Primary care practices are willing to implement behavioral and mental health assessments required by the Affordable Care Act, but lack the resources to do so effectively.
If practices implement the assessments, research shows that the high number of health risks identified will likely stretch many of them beyond treatment capacity. Thats the conclusion of a study that produced two articles published in the Annals of Family Medicine. The authors suggest providers focus on fewer elements of the assessments, as prioritized by their patients, to avoid such overload.
The Affordable Care Act established a Medicare Annual Wellness Visit that mandates the inclusion of routine health risk assessments, but until recently little was known about the extent to which healthcare providers can routinely engage patients, and about the health risks and patient attitudes that will be uncovered.
Health risk assessments can be effective in identifying patients who are at risk, and primary care practices are promising places to conduct HRAs because of the long-term relationships these doctors have with their patients, said Alex Krist, M.D., associate professor of family medicine and population health at Virginia Commonwealth University.
However, conducting health risk assessments and then helping patients improve their behaviors and mental health takes time and a team-based approach. Primary care practices will need help with this work, said Krist, who is principal investigator of the first article (available here).
The article analyzes nine diverse primary care practices that conducted HRAs with more than 1,700 patients. Most of the practices lacked capacity and infrastructure to maintain the work on their own and none chose to maintain the HRA after study completion.
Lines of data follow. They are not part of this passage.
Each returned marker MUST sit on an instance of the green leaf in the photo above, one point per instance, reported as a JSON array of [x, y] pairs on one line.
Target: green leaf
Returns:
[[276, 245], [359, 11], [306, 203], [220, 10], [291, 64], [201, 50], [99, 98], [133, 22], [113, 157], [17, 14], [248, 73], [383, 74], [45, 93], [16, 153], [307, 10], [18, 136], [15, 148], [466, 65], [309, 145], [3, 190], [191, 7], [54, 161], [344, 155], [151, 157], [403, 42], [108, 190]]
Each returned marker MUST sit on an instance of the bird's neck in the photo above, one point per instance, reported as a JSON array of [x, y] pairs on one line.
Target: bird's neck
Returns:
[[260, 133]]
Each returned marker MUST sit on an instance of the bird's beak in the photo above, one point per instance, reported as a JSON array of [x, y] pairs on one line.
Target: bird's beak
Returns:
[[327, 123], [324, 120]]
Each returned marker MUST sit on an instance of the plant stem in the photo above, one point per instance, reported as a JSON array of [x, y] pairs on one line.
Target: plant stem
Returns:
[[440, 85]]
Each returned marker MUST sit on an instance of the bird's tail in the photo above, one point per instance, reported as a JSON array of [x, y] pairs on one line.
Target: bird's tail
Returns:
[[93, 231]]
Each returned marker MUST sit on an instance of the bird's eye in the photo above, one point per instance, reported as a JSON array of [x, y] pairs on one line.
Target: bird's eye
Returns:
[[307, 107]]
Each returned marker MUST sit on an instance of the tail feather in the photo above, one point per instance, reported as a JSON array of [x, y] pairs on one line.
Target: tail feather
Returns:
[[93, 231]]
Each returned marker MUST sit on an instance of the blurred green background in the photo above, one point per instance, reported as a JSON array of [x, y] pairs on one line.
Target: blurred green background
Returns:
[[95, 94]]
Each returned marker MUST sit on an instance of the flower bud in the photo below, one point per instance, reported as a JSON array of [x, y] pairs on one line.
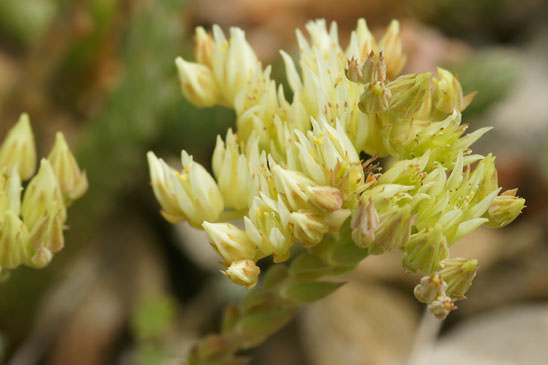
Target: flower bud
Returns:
[[243, 272], [375, 98], [231, 169], [230, 242], [14, 249], [18, 148], [352, 70], [41, 258], [192, 195], [10, 192], [204, 47], [442, 306], [365, 222], [42, 196], [197, 83], [326, 198], [393, 231], [458, 274], [430, 288], [448, 93], [504, 208], [393, 50], [425, 250], [409, 93], [47, 232], [308, 228], [374, 68], [72, 181]]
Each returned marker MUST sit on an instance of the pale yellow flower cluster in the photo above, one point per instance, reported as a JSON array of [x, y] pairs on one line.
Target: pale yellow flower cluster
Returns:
[[31, 228], [294, 167]]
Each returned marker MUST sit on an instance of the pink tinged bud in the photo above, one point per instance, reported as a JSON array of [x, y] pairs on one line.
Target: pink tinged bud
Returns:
[[505, 208], [458, 274], [243, 272], [442, 306], [230, 242], [197, 83], [425, 250], [430, 288], [365, 222]]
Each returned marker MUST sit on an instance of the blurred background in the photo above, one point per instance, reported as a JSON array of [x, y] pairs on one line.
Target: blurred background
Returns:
[[131, 288]]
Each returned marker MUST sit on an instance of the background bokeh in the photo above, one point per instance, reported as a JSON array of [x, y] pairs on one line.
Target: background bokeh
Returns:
[[131, 288]]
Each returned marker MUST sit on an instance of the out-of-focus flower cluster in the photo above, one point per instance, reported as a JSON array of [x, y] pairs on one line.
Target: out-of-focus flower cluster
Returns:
[[32, 219], [294, 168]]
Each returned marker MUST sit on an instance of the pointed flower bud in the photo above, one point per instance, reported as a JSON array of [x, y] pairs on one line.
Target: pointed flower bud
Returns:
[[393, 50], [243, 272], [230, 166], [197, 83], [393, 231], [18, 148], [374, 68], [14, 248], [505, 208], [458, 274], [442, 306], [430, 288], [42, 197], [191, 195], [353, 71], [308, 228], [230, 242], [375, 98], [10, 192], [425, 250], [204, 47], [409, 93], [448, 93], [365, 222], [72, 181]]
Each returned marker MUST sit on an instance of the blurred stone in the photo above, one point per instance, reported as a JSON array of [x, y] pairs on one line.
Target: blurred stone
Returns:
[[508, 336], [359, 324]]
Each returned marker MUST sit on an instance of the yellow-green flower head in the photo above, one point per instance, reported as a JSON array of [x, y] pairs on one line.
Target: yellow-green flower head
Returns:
[[295, 164], [243, 272], [18, 149], [190, 195], [72, 181]]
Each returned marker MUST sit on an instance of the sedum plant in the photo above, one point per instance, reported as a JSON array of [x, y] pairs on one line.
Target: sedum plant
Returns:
[[294, 172], [32, 219]]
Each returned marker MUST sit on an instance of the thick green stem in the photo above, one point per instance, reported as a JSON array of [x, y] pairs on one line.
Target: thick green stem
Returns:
[[267, 308]]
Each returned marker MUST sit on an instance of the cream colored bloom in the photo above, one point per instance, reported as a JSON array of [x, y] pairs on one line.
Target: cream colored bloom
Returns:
[[18, 149], [230, 242], [243, 272], [72, 181]]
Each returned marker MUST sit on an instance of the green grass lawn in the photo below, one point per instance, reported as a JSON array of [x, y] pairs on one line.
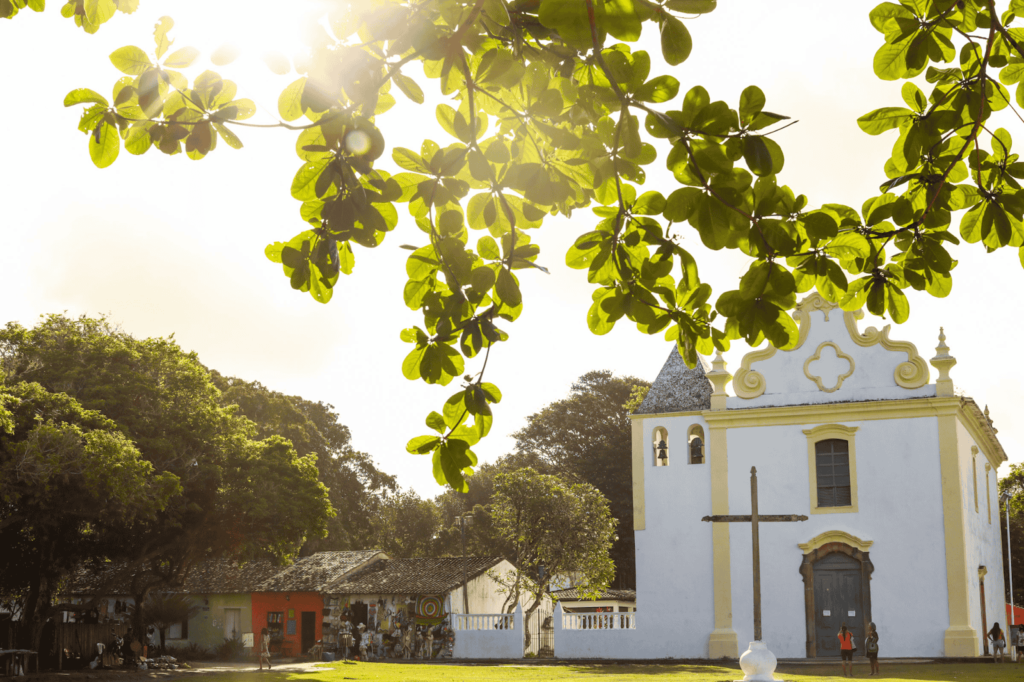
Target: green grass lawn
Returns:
[[469, 673]]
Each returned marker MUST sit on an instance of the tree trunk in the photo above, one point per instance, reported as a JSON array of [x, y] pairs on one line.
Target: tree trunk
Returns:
[[525, 619]]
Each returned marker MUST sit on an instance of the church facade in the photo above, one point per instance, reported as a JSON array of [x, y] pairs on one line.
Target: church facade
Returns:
[[896, 474]]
Most sites did, however, integrate elements of the supplied HRA into their workflow.
Implementing the supplied HRA, including clinician counseling, increased the average office visit by 28 minutes.
These challenges need to be addressed before primary care practices can be expected to conduct health risk assessments as part of routine care, but doing so could help improve health and well-being for patients, Krist said.
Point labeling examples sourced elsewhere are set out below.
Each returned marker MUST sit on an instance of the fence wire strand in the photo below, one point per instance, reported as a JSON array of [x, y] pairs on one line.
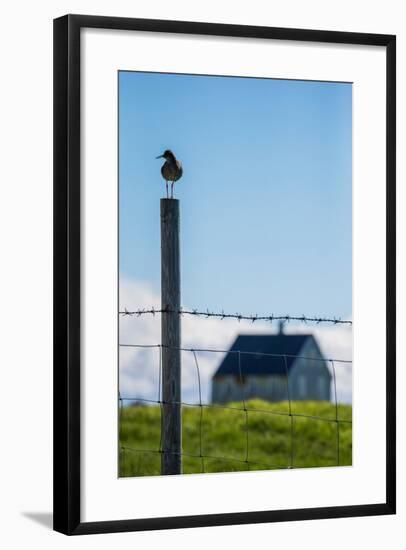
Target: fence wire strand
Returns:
[[246, 409]]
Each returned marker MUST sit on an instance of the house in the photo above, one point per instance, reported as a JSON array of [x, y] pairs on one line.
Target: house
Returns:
[[259, 366]]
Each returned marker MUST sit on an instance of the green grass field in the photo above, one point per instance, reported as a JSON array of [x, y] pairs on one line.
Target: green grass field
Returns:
[[224, 437]]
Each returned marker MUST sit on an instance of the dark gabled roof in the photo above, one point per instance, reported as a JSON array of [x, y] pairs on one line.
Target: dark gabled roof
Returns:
[[278, 344]]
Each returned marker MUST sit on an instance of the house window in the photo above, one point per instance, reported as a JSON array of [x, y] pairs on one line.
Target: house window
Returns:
[[302, 385]]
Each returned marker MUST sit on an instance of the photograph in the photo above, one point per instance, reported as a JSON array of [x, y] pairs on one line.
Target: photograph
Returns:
[[235, 340]]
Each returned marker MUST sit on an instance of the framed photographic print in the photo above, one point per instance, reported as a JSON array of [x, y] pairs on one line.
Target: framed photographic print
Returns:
[[224, 271]]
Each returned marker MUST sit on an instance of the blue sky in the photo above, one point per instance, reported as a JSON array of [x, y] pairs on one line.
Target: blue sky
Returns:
[[266, 203]]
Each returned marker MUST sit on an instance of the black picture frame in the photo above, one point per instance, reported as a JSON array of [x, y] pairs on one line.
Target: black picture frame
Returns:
[[67, 288]]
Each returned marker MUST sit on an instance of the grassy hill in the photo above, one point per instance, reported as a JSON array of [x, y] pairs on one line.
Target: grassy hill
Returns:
[[224, 437]]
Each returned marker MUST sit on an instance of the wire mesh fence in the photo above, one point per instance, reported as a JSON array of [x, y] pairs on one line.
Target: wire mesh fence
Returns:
[[247, 439]]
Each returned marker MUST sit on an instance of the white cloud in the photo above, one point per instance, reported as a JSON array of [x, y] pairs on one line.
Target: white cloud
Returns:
[[139, 367]]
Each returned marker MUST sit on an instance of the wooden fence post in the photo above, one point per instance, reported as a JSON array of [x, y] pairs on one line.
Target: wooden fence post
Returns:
[[171, 458]]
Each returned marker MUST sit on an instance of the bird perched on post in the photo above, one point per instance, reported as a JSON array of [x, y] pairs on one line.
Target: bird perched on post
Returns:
[[171, 170]]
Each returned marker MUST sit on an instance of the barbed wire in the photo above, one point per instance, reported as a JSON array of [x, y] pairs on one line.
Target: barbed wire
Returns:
[[238, 316], [246, 409], [211, 350]]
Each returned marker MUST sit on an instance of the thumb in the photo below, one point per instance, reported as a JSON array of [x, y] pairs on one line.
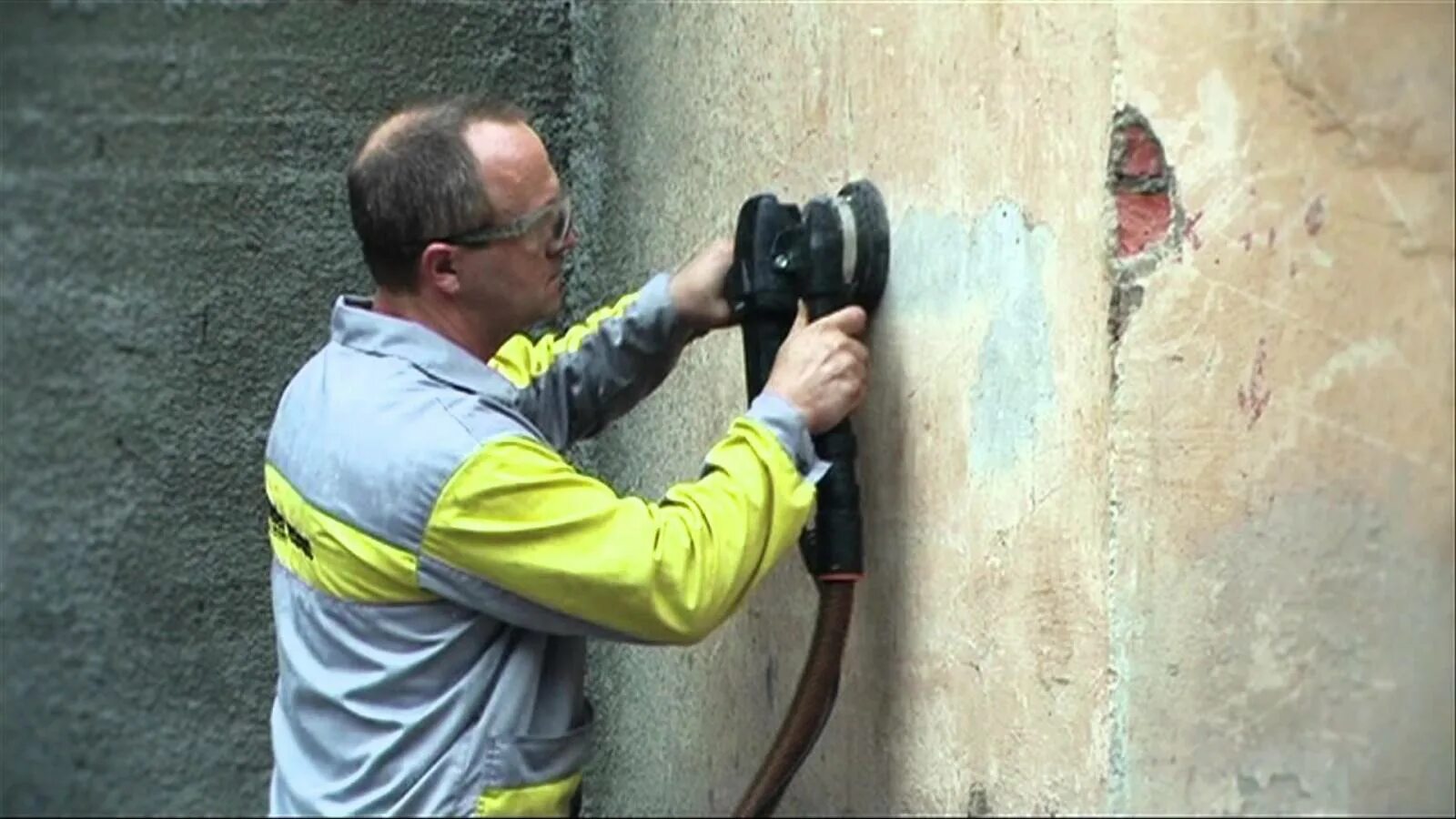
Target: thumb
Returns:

In the next article, researchers described the patient-reported frequency, readiness to change, desire to discuss, and perceived importance of 13 health risk factors identified on the supplied HRA which was called "My Own Health Report."
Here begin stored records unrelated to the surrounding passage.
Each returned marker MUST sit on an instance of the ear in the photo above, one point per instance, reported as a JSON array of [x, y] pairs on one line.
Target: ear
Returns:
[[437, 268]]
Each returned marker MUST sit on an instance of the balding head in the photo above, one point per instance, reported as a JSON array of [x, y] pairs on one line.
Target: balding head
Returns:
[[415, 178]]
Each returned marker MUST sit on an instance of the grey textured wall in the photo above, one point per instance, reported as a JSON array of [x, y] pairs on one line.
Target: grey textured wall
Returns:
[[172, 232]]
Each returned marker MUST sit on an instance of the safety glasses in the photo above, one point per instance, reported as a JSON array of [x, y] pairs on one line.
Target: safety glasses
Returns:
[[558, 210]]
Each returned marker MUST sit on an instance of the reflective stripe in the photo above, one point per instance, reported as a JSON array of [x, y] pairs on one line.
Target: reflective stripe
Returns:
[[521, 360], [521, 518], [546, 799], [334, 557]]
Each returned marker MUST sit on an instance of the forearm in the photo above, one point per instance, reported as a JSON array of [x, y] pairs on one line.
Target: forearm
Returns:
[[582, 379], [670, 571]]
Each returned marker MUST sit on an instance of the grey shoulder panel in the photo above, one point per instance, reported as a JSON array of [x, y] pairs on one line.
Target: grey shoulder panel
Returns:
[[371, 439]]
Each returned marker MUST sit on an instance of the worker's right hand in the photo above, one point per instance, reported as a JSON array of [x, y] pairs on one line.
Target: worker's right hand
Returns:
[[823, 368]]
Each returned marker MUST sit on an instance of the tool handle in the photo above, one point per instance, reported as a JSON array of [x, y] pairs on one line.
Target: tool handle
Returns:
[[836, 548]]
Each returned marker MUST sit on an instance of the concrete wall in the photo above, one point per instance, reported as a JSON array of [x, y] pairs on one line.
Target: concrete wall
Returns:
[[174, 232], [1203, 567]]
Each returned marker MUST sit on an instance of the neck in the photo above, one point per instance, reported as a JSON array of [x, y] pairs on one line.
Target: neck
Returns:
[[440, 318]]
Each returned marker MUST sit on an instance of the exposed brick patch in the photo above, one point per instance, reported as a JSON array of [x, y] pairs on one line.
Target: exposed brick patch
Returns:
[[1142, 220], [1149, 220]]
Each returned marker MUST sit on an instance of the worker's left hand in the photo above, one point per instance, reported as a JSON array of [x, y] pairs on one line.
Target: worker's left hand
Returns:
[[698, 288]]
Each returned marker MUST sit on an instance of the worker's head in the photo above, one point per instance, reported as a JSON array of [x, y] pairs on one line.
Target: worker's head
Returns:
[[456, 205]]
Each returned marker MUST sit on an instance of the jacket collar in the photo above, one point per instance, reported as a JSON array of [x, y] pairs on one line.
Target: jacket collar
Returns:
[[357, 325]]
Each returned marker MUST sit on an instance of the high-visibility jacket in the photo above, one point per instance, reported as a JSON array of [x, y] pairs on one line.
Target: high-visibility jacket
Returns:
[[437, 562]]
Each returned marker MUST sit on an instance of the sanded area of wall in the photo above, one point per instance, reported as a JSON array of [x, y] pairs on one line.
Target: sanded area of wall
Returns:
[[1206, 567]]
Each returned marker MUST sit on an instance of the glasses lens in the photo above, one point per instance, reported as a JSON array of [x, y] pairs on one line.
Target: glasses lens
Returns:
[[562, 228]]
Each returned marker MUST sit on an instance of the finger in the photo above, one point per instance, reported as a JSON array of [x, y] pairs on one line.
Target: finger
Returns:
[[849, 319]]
Close to 55 percent of patients had more than six risks ranging from inadequate fruit and vegetable consumption to depression, but, on average, they only wanted to change or discuss one of those risks.
Thus, engaging patients in prioritizing health risks and then focusing on the one to three that are of highest priority may be a more realistic, acceptable, and manageable compromise between neglecting these health risks and trying to address all of them simultaneously, said Siobhan Philips, assistant professor in the Department of Preventive Medicine, Northwestern University Feinberg School of Medicine, who served as principal investigator for the article (available here).
The study was jointly supported by the National Cancer Institute, Agency for Healthcare Research and Quality, and the Office of Behavioral and Social Sciences Research.
Researchers from Carilion Clinic, Fielding School of Public Health UCLA, OCHIN, Texas A&M Health Sciences Center School of Public Health, University of Colorado School of Medicine, University of North Carolina Chapel Hill, University of Texas Health Science Center at Houston, University of Vermont, and Virginia Tech collaborated on the study.